La Policía dio un paso interesante ayer para salir del atolladero en que está metida, debido al incremento de la violencia: los jefes de zona y oficiales de mandos medios salieron de sus oficinas, unos, y se bajaron del patrulla los otros, para subirse a los púlpitos de los templos católicos desde donde pidieron a la comunidad ayuda para frenar la escalada de muerte y destrucción que aflige a la Nación.

Dicha estrategia demuestra varias cosas: primero, que la oficialidad de la Policía (incluido el director Carlos Barés, quien firmaba el comunicado leído ayer en las iglesias del país), está tomando muy en serio un problema que al principio dejaron que les creciera frente a sus ojos; segundo, que están desesperados. Se han dado cuenta que no pueden contra el hampa con los recursos convencionales -y que escasean para ellos-, y han optado por utilizar los foros más inusuales para tratar de convocar al mayor número de fuerzas, por más heterogéneas que éstas sean, para emprender la batalla.
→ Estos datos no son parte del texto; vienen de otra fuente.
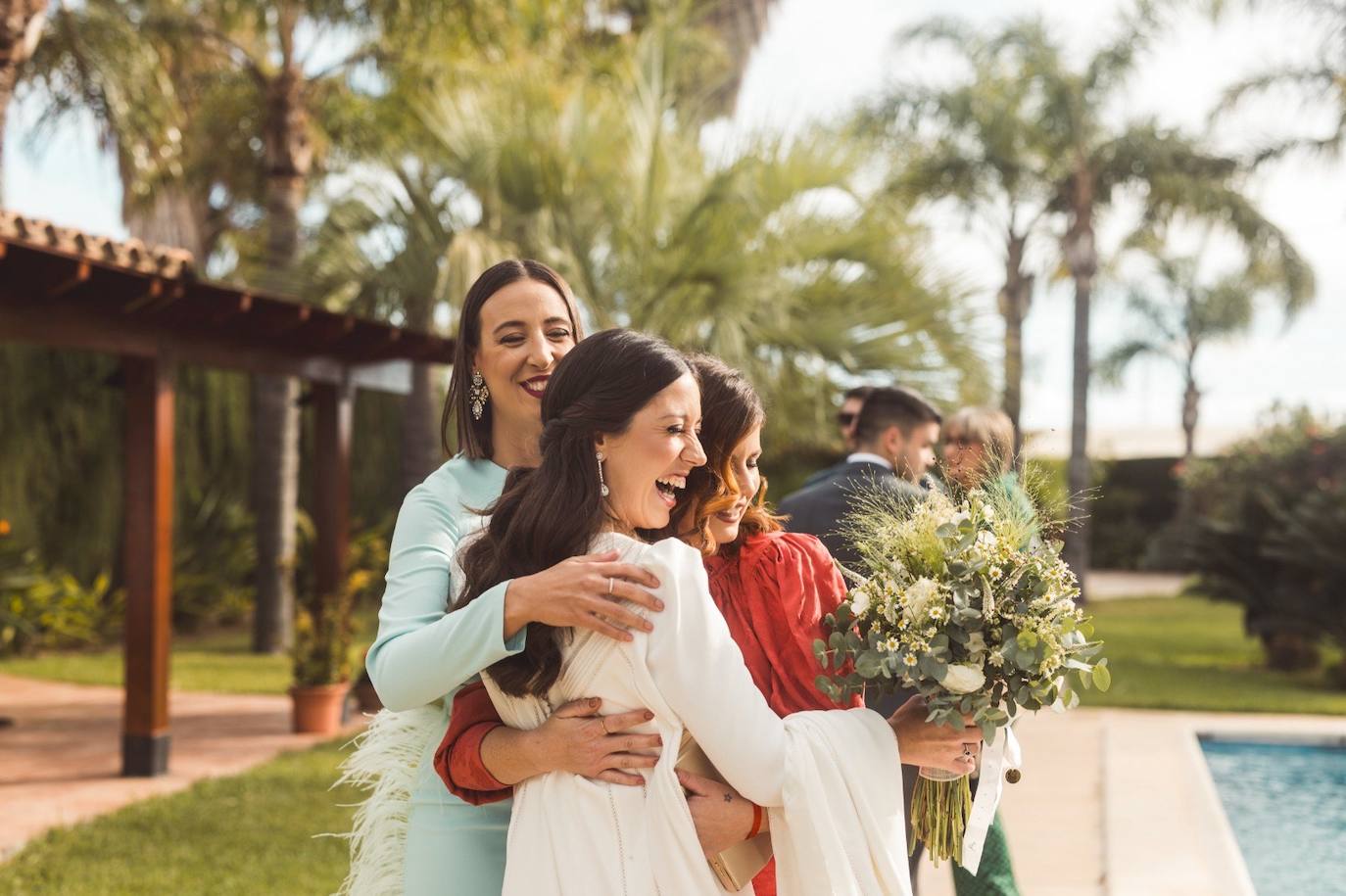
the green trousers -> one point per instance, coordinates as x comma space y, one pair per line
995, 873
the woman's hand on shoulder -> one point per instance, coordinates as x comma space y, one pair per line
579, 740
583, 592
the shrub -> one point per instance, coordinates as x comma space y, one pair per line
215, 557
43, 607
1266, 535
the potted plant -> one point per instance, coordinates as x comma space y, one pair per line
322, 664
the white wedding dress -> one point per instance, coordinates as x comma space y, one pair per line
831, 780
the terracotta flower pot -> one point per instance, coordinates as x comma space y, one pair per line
317, 708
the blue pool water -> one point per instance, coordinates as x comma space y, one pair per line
1287, 805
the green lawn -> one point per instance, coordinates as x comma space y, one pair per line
241, 835
1187, 653
218, 662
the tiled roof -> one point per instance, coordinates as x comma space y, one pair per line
133, 255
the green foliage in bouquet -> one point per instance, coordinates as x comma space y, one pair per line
323, 634
1267, 536
964, 601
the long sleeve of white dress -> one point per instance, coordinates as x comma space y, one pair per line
832, 779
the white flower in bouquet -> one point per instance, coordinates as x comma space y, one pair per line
976, 643
964, 679
918, 597
963, 600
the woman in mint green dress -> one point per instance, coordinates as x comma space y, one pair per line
518, 320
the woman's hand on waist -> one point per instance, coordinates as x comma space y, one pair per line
579, 740
921, 743
722, 816
583, 592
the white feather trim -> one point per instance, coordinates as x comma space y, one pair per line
385, 762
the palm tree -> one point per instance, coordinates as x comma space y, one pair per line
1179, 311
1096, 162
234, 105
21, 28
398, 248
983, 157
1322, 78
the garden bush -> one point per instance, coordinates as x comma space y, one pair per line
1267, 533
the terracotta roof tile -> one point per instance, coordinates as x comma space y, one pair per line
133, 255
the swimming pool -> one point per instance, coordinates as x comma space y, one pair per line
1287, 805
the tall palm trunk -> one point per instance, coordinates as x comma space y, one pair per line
168, 218
420, 413
21, 27
274, 482
1082, 256
1015, 296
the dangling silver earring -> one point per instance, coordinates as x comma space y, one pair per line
478, 395
601, 486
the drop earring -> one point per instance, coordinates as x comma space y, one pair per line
601, 486
478, 395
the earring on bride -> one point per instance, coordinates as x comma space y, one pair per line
478, 395
601, 486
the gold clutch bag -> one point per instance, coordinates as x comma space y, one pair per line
740, 864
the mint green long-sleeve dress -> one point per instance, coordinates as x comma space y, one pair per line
424, 654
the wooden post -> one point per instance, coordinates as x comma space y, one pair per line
333, 413
148, 562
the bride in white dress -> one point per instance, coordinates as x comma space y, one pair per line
621, 416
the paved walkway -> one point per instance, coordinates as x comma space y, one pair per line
61, 760
1116, 584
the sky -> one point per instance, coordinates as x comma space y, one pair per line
821, 57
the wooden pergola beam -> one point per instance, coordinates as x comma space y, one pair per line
148, 562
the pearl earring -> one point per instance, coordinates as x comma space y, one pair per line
601, 486
478, 395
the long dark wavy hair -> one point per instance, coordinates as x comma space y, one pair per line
474, 436
554, 511
730, 410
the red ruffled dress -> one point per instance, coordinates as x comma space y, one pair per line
773, 592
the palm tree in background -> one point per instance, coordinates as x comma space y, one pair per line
21, 29
1098, 165
771, 259
1322, 79
1180, 308
976, 144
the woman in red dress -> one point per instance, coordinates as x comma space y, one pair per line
773, 587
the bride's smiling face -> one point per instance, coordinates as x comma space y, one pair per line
647, 466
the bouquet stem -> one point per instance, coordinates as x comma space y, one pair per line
939, 813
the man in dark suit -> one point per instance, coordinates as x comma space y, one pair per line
895, 438
846, 418
894, 448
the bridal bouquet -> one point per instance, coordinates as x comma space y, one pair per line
963, 601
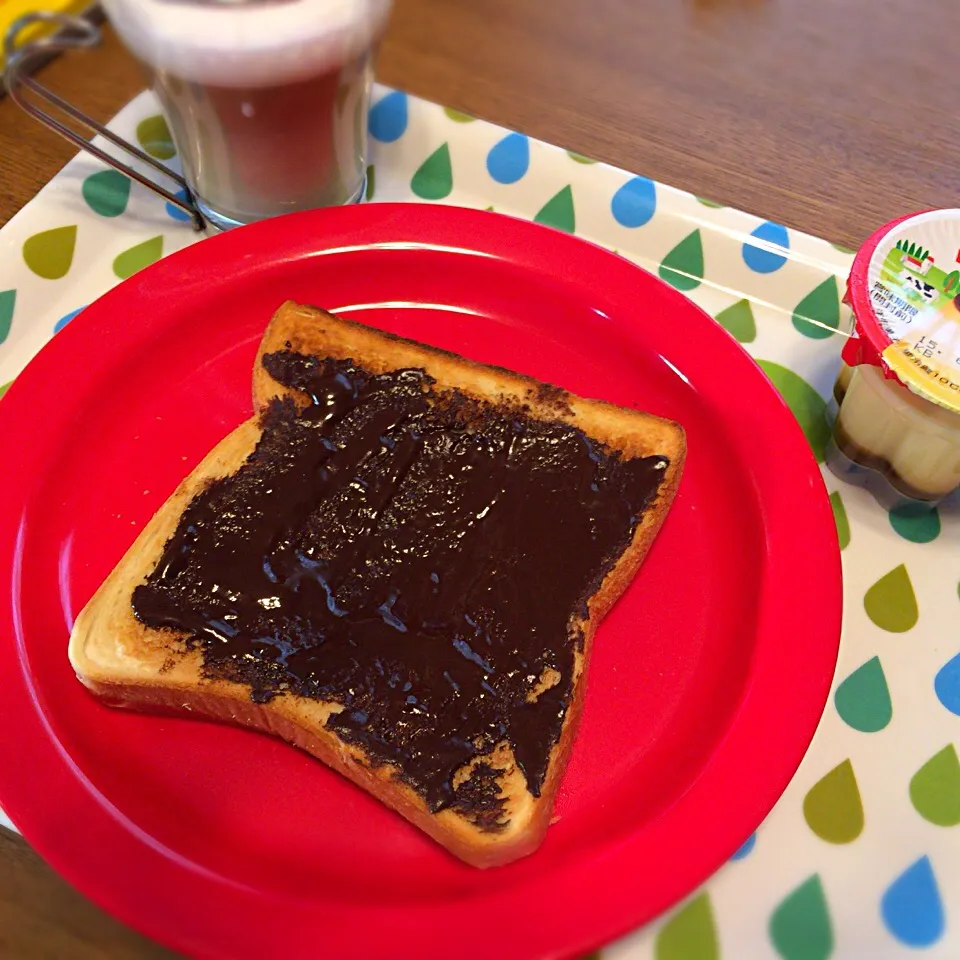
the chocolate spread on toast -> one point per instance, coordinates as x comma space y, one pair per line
412, 554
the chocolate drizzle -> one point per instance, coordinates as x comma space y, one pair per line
412, 555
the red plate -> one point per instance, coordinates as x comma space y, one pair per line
707, 680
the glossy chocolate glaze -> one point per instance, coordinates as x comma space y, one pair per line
412, 555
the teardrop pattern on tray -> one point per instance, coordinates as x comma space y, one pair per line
935, 788
745, 848
682, 267
911, 907
635, 203
8, 302
558, 212
758, 256
800, 927
106, 192
154, 136
840, 518
738, 321
916, 522
174, 212
891, 603
804, 402
817, 315
509, 158
863, 699
690, 934
65, 319
49, 254
833, 808
388, 118
137, 257
946, 685
434, 177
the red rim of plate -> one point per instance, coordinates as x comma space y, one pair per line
605, 896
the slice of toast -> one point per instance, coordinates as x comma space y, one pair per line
495, 801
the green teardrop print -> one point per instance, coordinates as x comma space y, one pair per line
863, 699
817, 315
558, 212
800, 927
891, 603
50, 253
840, 518
832, 807
682, 267
916, 522
738, 321
136, 258
434, 179
935, 788
154, 136
690, 934
804, 402
8, 299
107, 192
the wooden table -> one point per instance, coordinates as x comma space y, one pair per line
829, 117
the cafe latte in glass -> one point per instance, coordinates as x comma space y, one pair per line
266, 99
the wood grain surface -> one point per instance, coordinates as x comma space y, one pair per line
830, 117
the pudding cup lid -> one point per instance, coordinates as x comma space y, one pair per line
904, 289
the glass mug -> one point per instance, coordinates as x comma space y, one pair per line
266, 99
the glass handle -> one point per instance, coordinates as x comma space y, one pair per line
77, 33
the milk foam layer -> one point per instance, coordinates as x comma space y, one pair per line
247, 45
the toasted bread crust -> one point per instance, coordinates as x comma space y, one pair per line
126, 663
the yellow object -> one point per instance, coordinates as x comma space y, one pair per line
11, 10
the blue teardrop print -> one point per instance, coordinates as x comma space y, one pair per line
947, 685
635, 203
759, 258
509, 158
745, 848
911, 906
388, 117
64, 320
180, 215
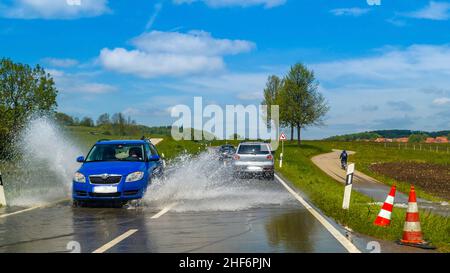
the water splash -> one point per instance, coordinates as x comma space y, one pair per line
45, 165
202, 183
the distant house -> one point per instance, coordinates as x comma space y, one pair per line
401, 140
441, 140
382, 139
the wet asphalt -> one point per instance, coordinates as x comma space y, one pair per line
288, 227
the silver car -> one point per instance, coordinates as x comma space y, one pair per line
254, 158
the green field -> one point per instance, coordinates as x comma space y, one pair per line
327, 194
368, 153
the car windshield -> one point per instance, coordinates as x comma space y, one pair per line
116, 152
258, 149
227, 149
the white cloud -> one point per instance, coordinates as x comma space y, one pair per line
441, 101
349, 11
172, 54
55, 62
433, 11
53, 9
411, 75
415, 63
238, 3
157, 9
78, 83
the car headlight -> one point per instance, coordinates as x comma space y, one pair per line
136, 176
79, 177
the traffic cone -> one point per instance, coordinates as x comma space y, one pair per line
384, 217
412, 232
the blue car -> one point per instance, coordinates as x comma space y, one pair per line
117, 171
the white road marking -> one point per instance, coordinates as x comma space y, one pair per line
33, 208
336, 234
164, 211
114, 242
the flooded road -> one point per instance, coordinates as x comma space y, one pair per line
270, 228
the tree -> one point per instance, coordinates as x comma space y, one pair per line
119, 123
302, 104
24, 90
87, 121
417, 138
64, 119
103, 119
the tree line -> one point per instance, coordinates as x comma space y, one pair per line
24, 90
300, 103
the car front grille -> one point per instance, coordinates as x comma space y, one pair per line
102, 180
94, 194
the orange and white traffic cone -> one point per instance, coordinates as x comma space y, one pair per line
384, 217
412, 232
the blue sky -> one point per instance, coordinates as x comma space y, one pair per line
380, 67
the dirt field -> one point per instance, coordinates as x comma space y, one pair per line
430, 177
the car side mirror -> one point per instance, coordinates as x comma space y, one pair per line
154, 158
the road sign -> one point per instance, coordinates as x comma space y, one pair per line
2, 192
282, 138
348, 186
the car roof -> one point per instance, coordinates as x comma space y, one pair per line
122, 141
227, 146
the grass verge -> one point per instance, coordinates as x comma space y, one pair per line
327, 194
369, 153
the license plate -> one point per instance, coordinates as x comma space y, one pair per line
105, 189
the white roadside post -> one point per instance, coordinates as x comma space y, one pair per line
2, 192
348, 186
282, 139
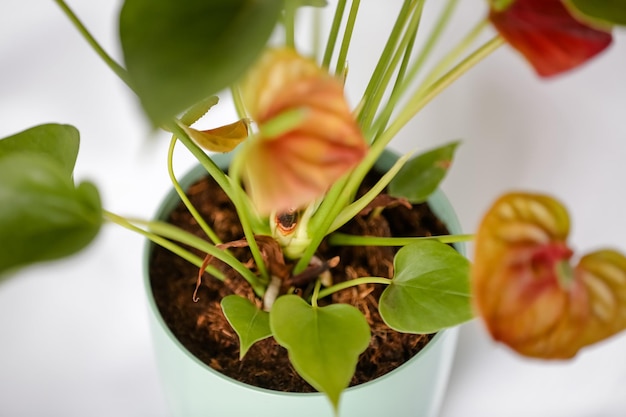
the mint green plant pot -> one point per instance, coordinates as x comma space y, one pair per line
193, 389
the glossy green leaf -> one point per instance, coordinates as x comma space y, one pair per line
43, 215
324, 343
430, 290
250, 323
421, 176
603, 11
177, 53
312, 3
58, 142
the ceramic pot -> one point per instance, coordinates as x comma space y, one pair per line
193, 389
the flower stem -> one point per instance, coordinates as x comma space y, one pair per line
342, 239
244, 217
110, 62
420, 99
403, 50
333, 34
181, 193
369, 107
289, 22
352, 283
404, 81
167, 244
347, 36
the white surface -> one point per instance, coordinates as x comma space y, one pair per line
74, 338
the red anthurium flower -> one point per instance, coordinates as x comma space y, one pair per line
547, 34
296, 164
527, 292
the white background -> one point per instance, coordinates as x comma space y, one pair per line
73, 334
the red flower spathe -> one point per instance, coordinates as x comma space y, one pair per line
548, 36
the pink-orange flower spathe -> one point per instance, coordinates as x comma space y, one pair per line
527, 292
547, 34
298, 165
Un tercer aspecto que resalta de la acción institucional de ayer, es que por fin se han dado cuenta que la crisis no es superficial ni coyuntural, y que requiere acciones de una profundidad y complejidad mucho más grandes de las que las capacidades actuales del país permiten manejar. Por eso Barés hizo que sus oficiales leyeran un comunicado en el que pide a la gente que siembren en sus casas valores ciudadanos, y ayuden desde sus realidades a combatir el mal.

Hasta el momento, cuando se le cuestionaba al Gobierno por el aumento de la violencia, sus funcionarios, incluidos los oficiales de Policía, casi respondían a coro con el manoseado argumento de que todo se debe a la crisis económica. De esta manera, los personeros gubernamentales, por razones que no sería oportuno enumerar aquí, brincaban sobre el análisis serio, y tomaban el primer pretexto que tenían al alcance de la mano. Una excusa con valedero peso específico, es cierto, pero excusa al fin y al cabo.

Se soslayaba un aspecto capital en el análisis, como lo es la tendencia humana a la destrucción. Todos sabemos que los instintos humanos rezuman agresividad, pero no sólo aquella agresividad creativa que ha levantado imperios e impuesto ideas de cambio, sino aquella maligna y ponzoñosa, que nos convierte en el peor de los animales, puesto que ninguno otro busca el conflicto, incluso en los momentos en que no es atacado ni necesita obtener alimento. Si a esta tendencia se le suman las vivencias de antagonismo, rechazo, disgusto, separación, aislamiento, animosidad y marginación características de los gobiernos de hoy en América Latina, la respuesta obvia es la violencia, incluso en su modalidad más virulenta: el crimen.

Ante esta realidad se impone la necesidad de un Estado fuerte, que antes de pedir ayuda a los gobernados, controle y dé ejemplo de rectitud y decencia. Un poder soberano que pueda apretar las tuercas del temor y respeto a las leyes, y así la paz llegará como producto del miedo, pero un miedo sano y provechoso dice Hobbes, y no producto de la tiranía. Pero nada logrará un aparato badulaque y corrupto; por el contrario, las consecuencias serán peores que las que hoy nos asfixian.